Istanbul airport contractor gets new setback on coal plant project
Greenpeace activists are seen during a protest against the coal plant in Karabiga on Nov. 22. DHA PhotoCengiz Construction is facing its second setback in a week after its project to build a coal plant on the shore of the Marmara Sea was suspended by a local administrative court, on the grounds that the assessment regarding the environmental impact of the facility was inadequate.
One of the five companies in the winning consortium for Istanbul’s controversial third bridge, a mining company owned by the group, Eti Bakır, was also stopped last week from extracting copper in a preserved natural area in the eastern Black Sea.
Both investments prompted a huge reaction, with locals stressing that officials were ignoring the potential damage to the environment in allowing them to proceed.
The $2 billion dollar plant, set to be built near Karabiga in Çanakkale by Cengiz and its partner Cenal Electric, raised particular concern about its impact on the natural habitat of loggerhead turtles and Mediterranean seals, two endangered species whose sanctuaries along the Turkish coast are diminishing due to an insatiable construction frenzy.

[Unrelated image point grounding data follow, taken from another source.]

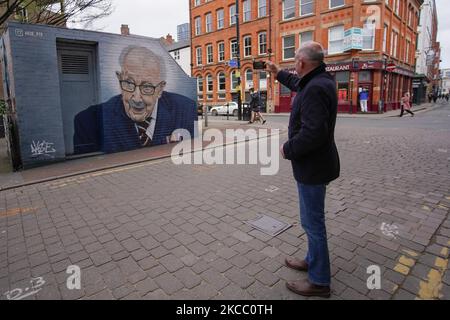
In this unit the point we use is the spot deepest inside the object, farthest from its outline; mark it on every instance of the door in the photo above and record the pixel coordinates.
(368, 88)
(78, 85)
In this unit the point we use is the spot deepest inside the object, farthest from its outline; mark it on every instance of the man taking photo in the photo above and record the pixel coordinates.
(313, 153)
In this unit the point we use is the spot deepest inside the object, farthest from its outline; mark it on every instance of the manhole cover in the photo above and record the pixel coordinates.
(269, 225)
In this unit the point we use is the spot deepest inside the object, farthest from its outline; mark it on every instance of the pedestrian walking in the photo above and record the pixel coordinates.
(255, 105)
(313, 153)
(406, 105)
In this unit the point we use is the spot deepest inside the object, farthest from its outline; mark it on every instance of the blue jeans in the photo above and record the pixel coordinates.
(312, 217)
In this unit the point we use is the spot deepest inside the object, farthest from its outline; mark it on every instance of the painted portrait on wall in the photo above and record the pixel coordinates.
(144, 114)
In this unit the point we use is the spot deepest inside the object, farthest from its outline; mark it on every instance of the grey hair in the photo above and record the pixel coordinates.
(160, 62)
(312, 51)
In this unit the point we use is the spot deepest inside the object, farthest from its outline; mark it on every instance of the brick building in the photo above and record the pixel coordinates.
(370, 45)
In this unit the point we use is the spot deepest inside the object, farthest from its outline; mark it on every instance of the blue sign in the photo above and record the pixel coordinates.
(353, 39)
(232, 63)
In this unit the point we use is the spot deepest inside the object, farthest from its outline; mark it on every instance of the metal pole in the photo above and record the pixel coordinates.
(238, 41)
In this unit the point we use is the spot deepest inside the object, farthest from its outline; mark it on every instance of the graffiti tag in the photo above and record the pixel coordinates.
(43, 148)
(389, 230)
(19, 294)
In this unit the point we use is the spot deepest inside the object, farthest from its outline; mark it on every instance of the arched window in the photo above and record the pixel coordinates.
(209, 83)
(249, 79)
(234, 82)
(221, 81)
(222, 85)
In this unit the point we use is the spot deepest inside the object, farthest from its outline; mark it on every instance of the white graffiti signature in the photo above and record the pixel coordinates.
(42, 148)
(389, 230)
(19, 294)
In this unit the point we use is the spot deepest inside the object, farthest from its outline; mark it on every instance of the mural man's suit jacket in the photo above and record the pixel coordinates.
(106, 127)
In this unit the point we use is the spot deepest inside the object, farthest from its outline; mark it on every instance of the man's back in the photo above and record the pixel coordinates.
(311, 145)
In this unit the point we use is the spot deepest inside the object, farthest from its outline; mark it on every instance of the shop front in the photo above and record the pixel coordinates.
(362, 86)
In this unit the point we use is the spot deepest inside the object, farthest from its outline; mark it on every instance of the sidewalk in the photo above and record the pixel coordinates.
(69, 168)
(371, 115)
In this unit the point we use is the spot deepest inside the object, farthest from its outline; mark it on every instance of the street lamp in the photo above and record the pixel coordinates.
(238, 51)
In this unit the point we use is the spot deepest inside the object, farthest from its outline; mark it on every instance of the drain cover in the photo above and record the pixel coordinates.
(269, 225)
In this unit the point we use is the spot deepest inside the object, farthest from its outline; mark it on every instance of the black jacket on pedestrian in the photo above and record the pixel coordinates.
(311, 146)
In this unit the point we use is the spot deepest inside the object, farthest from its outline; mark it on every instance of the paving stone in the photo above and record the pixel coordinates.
(168, 283)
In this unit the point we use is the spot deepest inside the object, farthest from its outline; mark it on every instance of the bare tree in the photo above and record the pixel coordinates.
(57, 12)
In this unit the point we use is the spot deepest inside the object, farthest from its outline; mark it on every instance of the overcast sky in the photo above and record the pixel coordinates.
(156, 18)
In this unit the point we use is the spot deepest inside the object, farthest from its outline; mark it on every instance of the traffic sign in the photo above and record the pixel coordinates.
(391, 67)
(232, 63)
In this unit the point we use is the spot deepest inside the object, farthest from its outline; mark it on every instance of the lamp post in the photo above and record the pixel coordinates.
(238, 51)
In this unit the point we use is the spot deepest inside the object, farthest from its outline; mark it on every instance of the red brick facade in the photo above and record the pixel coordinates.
(286, 23)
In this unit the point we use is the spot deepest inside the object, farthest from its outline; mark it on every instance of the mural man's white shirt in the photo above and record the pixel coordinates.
(152, 124)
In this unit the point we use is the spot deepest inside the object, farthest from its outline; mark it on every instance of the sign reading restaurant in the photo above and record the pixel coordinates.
(358, 66)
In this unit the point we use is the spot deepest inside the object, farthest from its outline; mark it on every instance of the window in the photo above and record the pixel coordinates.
(247, 46)
(232, 15)
(343, 79)
(394, 42)
(262, 8)
(262, 39)
(209, 54)
(199, 56)
(306, 36)
(198, 26)
(408, 44)
(208, 22)
(336, 39)
(289, 47)
(199, 85)
(288, 9)
(220, 19)
(365, 76)
(306, 7)
(385, 38)
(233, 46)
(247, 10)
(369, 36)
(336, 3)
(248, 79)
(409, 17)
(221, 51)
(221, 81)
(397, 6)
(234, 81)
(209, 83)
(262, 80)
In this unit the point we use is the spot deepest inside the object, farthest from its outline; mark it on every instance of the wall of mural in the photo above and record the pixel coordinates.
(81, 92)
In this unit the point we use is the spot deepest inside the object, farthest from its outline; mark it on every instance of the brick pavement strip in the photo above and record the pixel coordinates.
(167, 242)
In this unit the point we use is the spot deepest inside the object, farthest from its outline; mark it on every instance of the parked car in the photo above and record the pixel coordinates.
(230, 107)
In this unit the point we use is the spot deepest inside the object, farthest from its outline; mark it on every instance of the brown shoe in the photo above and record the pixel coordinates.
(307, 289)
(296, 264)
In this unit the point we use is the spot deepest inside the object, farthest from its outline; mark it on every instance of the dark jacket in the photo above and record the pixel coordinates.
(311, 146)
(107, 128)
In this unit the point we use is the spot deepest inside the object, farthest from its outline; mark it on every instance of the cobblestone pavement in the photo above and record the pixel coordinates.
(160, 231)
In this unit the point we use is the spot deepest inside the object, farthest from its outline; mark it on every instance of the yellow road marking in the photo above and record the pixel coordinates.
(406, 261)
(411, 253)
(431, 289)
(400, 268)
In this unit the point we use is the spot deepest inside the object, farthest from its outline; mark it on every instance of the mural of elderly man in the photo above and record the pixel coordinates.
(142, 115)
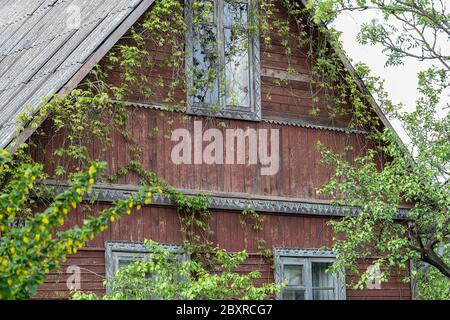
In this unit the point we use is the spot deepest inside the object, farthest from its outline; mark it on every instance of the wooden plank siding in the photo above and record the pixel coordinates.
(161, 224)
(299, 175)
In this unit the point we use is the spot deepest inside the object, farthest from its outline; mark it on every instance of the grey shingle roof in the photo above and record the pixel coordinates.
(40, 51)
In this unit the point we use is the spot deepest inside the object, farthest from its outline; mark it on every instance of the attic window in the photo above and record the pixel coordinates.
(223, 59)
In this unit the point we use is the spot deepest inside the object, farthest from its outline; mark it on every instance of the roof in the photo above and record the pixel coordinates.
(41, 54)
(44, 50)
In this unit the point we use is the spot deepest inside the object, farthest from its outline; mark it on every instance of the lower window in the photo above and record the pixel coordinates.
(304, 271)
(121, 254)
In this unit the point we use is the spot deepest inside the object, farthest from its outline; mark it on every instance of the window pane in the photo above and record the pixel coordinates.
(323, 294)
(319, 275)
(235, 14)
(123, 263)
(237, 60)
(203, 11)
(294, 275)
(293, 295)
(205, 62)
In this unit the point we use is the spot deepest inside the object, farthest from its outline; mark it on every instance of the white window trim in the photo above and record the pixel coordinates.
(305, 257)
(254, 114)
(130, 250)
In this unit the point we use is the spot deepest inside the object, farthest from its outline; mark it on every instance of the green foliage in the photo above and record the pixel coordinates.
(394, 174)
(164, 276)
(31, 247)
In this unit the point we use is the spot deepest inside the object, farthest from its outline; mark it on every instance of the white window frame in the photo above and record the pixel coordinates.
(306, 257)
(254, 112)
(116, 251)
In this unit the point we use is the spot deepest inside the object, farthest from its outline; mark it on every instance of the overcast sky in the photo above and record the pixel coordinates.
(401, 81)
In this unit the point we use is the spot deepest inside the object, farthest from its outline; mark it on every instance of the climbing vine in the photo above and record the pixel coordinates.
(149, 62)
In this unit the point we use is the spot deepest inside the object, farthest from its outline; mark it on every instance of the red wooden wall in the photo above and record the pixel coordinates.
(161, 224)
(300, 174)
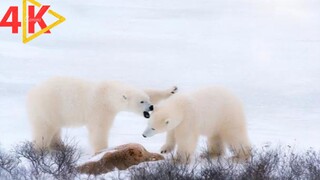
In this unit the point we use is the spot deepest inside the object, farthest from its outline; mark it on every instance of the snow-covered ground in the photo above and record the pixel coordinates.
(267, 52)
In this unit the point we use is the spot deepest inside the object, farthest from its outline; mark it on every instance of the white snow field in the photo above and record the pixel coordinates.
(267, 52)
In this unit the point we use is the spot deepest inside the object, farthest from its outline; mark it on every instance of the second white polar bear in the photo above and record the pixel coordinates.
(67, 102)
(213, 112)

The methods used by Cengiz Construction to overcome a possible judicial setback also raised eyebrows. The group divided the plant project into four and prepared separate environmental impact assessment reports (ÇED) for each facility. Local activists launched lawsuits after the Environment Ministry approved the reports, arguing that key elements such as the protection of endangered species had been overlooked.
But the administrative court of Çanakkale rejected all the assessment reports, stressing that assessing parts of the projects separately made it difficult to make an assessment regarding the project in its entirety. It also ruled that the method was contrary to the legislation imposing environmental obligations on companies.
New legal battle on the way
The court’s move is not likely to be the last round of the legal battle, however, as Cengiz Construction’s partner, Cenal, has submitted a fresh assessment report that was approved at the end of September by the Environment Ministry.
Just like the other four companies that won the multi-billion dollar tender for Istanbul’s third airport, Cengiz Holding is also known for its close ties to the government. An assets injunctions imposed on the company’s owner, Mehmet Cengiz, as part of an aborted corruption probe – also known as the Dec. 25 process – was removed after massive purges within the judiciary effectively quashed the allegations into staggering amounts of graft.
The ruling comes as the Environment Ministry further facilitated companies’ obligations and hailed the rush to pave more concrete and extract more fossil fuels by exempting a myriad of projects from being subjected to the mandatory environmental impact assessment process.
Thousands of trees are being clear-cut, while a number of reservoirs that provide water to the overcrowded city are being drained, to make way for the controversial third Istanbul airport.